– Самая слабая опера Римского-Корсакова талантливее лучшей оперы Верди…

– Не кричите мне в ухо, – просил Спивак.

Дома было скучновато, пели все те же романсы, дуэты и трио, все так же Кутузов сердился на Марину за то, что она детонирует, и так же он и Дмитрий спорили с Туробоевым, возбуждая и у Клима желание задорно крикнуть им что-то насмешливое.

Нехаева встала на ноги, красные пятна на щеках ее горели еще ярче, под глазами легли тени, обострив ее скулы и придавая взгляду почти невыносимый блеск. Марина, встречая ее, сердито кричала:

– С ума ты сходишь! И чего смотрит твой доктор? Ведь это самоубийство!

Нехаева улыбалась ей, облизывала сухие губы, садилась в угол дивана, и вскоре там назойливо звучал ее голосок, докторально убеждавший Дмитрия Самгина:

– Стремление ученого анализировать явления природы равноценно игре ребенка, который ломает игрушки, чтоб посмотреть, что у них внутри…

– А – не банально ли это, барышня? – издали спрашивал Кутузов, теребя бороду, хмуря брови. Она не отвечала ему, это брал на себя Туробоев; он ленивенько говорил:

– А внутри обыкновенно оказывается или непознаваемое или какая-нибудь дрянь, вроде борьбы за существование…

Просидев час-полтора, Нехаева собиралась домой; Клим шел провожать ее, не всегда охотно.

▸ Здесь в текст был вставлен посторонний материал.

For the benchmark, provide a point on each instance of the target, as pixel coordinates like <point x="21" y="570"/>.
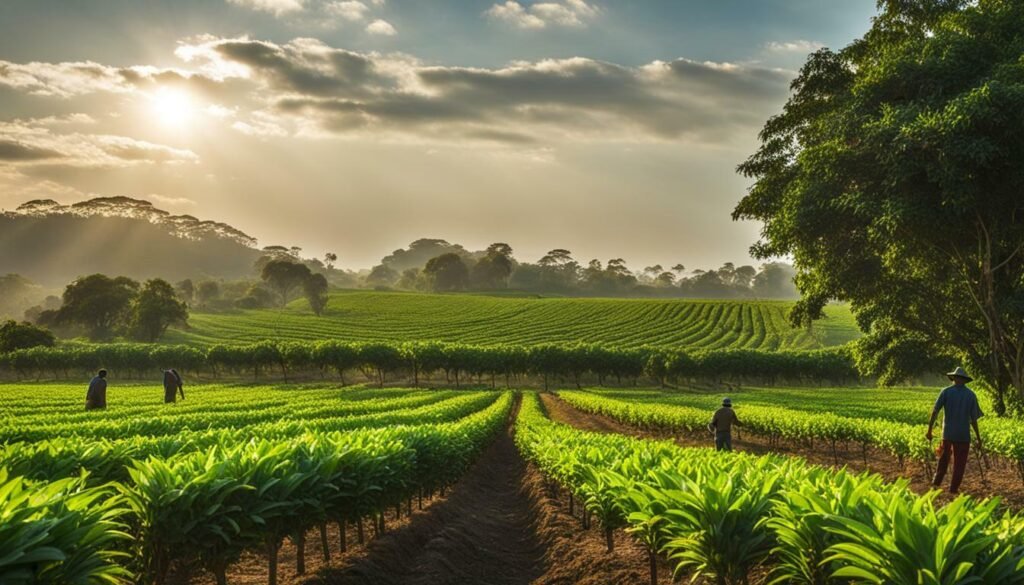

Она любила дарить ему книги, репродукции с модных картин, подарила бювар, на коже которого был вытиснен фавн, и чернильницу невероятно вычурной формы. У нее было много смешных примет, маленьких суеверий, она стыдилась их, стыдилась, видимо, и своей веры в бога. Стоя с Климом в Казанском соборе за пасхальной обедней, она, когда запели «Христос воскресе», вздрогнула, пошатнулась и тихонько зарыдала.

А после, идя с ним по улице, под черным небом и холодным ветром, который, сердито пыля сухим снегом, рвал и разбрасывал по городу жидковатый звон колоколов, она, покашливая, виновато говорила:

– Смешно, что я заплакала? Но меня потрясает гениальное, а церковная музыка в России – гениальна…

Вырываясь из каменных объятий собора, бежали во все стороны темненькие люди; при огнях не очень пышной иллюминации они казались темнее, чем всегда; только из-под верхних одежд женщин выглядывали полосы светлых материй.

Клим, слушая ее, думал о том, что провинция торжественнее и радостней, чем этот холодный город, дважды аккуратно и скучно разрезанный вдоль: рекою, сдавленной гранитом, и бесконечным каналом Невского, тоже как будто прорубленного сквозь камень. И ожившими камнями двигались по проспекту люди, катились кареты, запряженные машиноподобными лошадями. Медный звон среди каменных стен пел не так благозвучно, как в деревянной провинции.

Нехаева, повиснув на руке Клима, говорила о мрачной поэзии заупокойной литургии, заставив спутника своего с досадой вспомнить сказку о глупце, который пел на свадьбе похоронные песни. Шли против ветра, говорить ей было трудно, она задыхалась. Клим строго, тоном старшего, сказал:

– Молчи, закрой рот и дыши носом.

Но, когда, наняв извозчика, поехали к Премировым, она снова заговорила, прикрывая рот муфтой.

– Ты, конечно, считаешь это все предрассудком, а я люблю поэзию предрассудков. Кто-то сказал: «Предрассудки – обломки старых истин». Это очень умно. Я верю, что старые истины воскреснут еще более прекрасными.

Клим слушал молча, чувствуя, что в этой девушке нарастает желание вызвать его на спор, противоречить ему. Он уже не впервые замечал это и с трудом скрывал от Нехаевой, что она утомляет его. Истерические ласки ее стали привычны, однообразны, слова повторялись. И все чаще смущали ее странные припадки вопросительного молчания. Было неловко с человеком, который молча рассматривает тебя, как бы догадываясь о чем-то. Сухой кашель Нехаевой напоминал о заразительности туберкулеза. Столовая Премировых ярко освещена, на столе, украшенном цветами, блестело стекло разноцветных бутылок, рюмок и бокалов, сверкала сталь ножей; на синих, широких краях фаянсового блюда приятно отражается огонь лампы, ярко освещая горку разноцветно окрашенных яиц. Посреди стола и поперек его, на блюде, в пене сметаны и тертого хрена лежал, весело улыбаясь, поросенок, с трех сторон его окружали золотисто поджаренный гусь, индейка и солидный окорок ветчины.